In fiscal year 2009, many people took advantage of health care at Reynolds Army Community Hospital by not showing up to doctor's appointments and not calling ahead of time.
How many people'
These people cost the hospital $1.2 million.
"We have a schedule and the doctors are expecting the patients at 20-minute intervals," said Linda Buley, chief of managed care. "When somebody doesn't show up for an appointment, the doctor is setting there wasting his time. Then we have calls from other patients who can't get an appointment."
Because the physicians are less productive due to people not showing up, it gives the higher headquarters the impression that more doctors are not needed. More physicians on post would mean more appointments available.
The main problem is that patients choose to not show up.
"If you go to a doctor downtown and you don't show up, you still have to pay for that visit," said Buley. "We don't have that option here. We want to make sure the public knows it is hindering our productivity level and costing us money that we could use to buy more doctors."

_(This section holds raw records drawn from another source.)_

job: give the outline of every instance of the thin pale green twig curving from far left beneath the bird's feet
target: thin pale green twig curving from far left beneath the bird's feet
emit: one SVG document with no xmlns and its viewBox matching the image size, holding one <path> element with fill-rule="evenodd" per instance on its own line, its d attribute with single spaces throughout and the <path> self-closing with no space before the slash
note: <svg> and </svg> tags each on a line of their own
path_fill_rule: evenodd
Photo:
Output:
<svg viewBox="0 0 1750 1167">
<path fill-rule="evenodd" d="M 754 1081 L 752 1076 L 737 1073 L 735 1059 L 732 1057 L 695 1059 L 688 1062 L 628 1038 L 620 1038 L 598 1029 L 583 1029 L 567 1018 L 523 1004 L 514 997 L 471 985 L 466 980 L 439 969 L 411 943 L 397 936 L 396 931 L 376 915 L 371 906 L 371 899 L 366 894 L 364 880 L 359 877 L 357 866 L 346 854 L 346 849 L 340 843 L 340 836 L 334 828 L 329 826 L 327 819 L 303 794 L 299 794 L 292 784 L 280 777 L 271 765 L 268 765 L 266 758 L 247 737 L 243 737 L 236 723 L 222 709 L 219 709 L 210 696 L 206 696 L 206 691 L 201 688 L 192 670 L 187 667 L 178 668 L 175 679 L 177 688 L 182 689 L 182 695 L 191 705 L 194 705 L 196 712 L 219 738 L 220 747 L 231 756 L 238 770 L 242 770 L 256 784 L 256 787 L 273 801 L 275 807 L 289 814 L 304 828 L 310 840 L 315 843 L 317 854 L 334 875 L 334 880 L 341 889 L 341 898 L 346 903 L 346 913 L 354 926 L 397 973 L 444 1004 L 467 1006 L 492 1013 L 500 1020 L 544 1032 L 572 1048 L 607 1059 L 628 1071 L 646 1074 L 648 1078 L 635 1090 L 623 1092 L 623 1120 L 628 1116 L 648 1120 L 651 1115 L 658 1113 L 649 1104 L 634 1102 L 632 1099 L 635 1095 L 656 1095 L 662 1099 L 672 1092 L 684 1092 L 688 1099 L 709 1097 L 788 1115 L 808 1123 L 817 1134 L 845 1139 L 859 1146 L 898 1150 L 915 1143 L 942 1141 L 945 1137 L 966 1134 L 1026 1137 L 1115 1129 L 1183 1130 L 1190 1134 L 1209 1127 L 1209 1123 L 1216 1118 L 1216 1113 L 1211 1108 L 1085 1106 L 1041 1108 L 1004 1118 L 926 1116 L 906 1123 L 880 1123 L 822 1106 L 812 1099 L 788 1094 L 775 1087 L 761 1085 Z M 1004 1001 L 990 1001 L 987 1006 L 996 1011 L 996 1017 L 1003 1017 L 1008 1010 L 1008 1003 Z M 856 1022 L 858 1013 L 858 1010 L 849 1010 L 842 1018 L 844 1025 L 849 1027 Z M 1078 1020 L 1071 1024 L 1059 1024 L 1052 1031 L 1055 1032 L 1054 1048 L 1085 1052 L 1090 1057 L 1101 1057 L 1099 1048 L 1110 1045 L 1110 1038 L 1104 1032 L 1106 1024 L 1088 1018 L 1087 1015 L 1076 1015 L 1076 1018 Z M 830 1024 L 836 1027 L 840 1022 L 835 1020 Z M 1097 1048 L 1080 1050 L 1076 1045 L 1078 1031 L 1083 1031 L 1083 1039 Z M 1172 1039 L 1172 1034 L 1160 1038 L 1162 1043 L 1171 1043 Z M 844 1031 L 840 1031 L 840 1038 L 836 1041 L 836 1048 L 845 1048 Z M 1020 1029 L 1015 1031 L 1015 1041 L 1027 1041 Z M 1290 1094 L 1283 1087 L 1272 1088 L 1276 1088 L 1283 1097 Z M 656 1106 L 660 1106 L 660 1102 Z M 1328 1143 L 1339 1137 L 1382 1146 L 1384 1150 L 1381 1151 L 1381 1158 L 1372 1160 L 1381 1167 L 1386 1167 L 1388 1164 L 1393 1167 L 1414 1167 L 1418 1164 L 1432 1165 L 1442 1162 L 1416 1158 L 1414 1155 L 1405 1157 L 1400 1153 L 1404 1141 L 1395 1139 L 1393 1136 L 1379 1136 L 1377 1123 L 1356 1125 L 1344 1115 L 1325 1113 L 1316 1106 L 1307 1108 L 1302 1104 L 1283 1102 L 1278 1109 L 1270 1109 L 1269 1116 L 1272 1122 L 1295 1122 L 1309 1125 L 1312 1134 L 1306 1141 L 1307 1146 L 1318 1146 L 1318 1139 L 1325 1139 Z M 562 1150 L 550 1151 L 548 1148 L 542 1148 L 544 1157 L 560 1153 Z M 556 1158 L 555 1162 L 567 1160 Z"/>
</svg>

"If I worked downtown, a 20-minute appointment with me would cost $94," said Dr. Bruce Lovins, chief of primary care. "Seventeen thousand no-shows multiplied by $94 is a lot of money. A lot of people in the military don't see the money connection. They see it as a bit like socialized medicine. Everybody gets it and they see it as free. So when they miss an appointment, there is not necessarily a realization that it actually costs the government and their tax dollars 94 bucks.
"What people don't seem to understand is that $1.2 million could have bought five or six more doctors. We hear complaints about people not being able to get in to see a doctor today and the next appointment was a week from now and I really needed to get seen. If folks would call in instead of just not showing up we might have been able to get you in that day. That is really the big piece of it. What we are really asking folks is to just tell us if you can't make the appointment. If you have a reason to not show up, that's fine, but just call and let us know. Even if it is 15 minutes ahead of time. We might be able to put someone in your appointment. The earlier you can tell us, the better. In a perfect world, and what they expect downtown, is 24 hours in advance."
"It is common courtesy and consideration for patients to call ahead of time," said Buley. "If you make a motel reservation, you don't just not show up. People need to take the responsibility to cancel their appointments."
"You need to take that responsibility to be nice to your neighbor," said Lovins. "Your neighbor could use that appointment. Because you didn't call in, your neighbor may not have been able to be seen. A no-show isn't a single missed appointment, but really it's two. It is a missed appointment for the person who didn't show up, but it is also a missed appointment for the person who needed to been seen, but couldn't get in."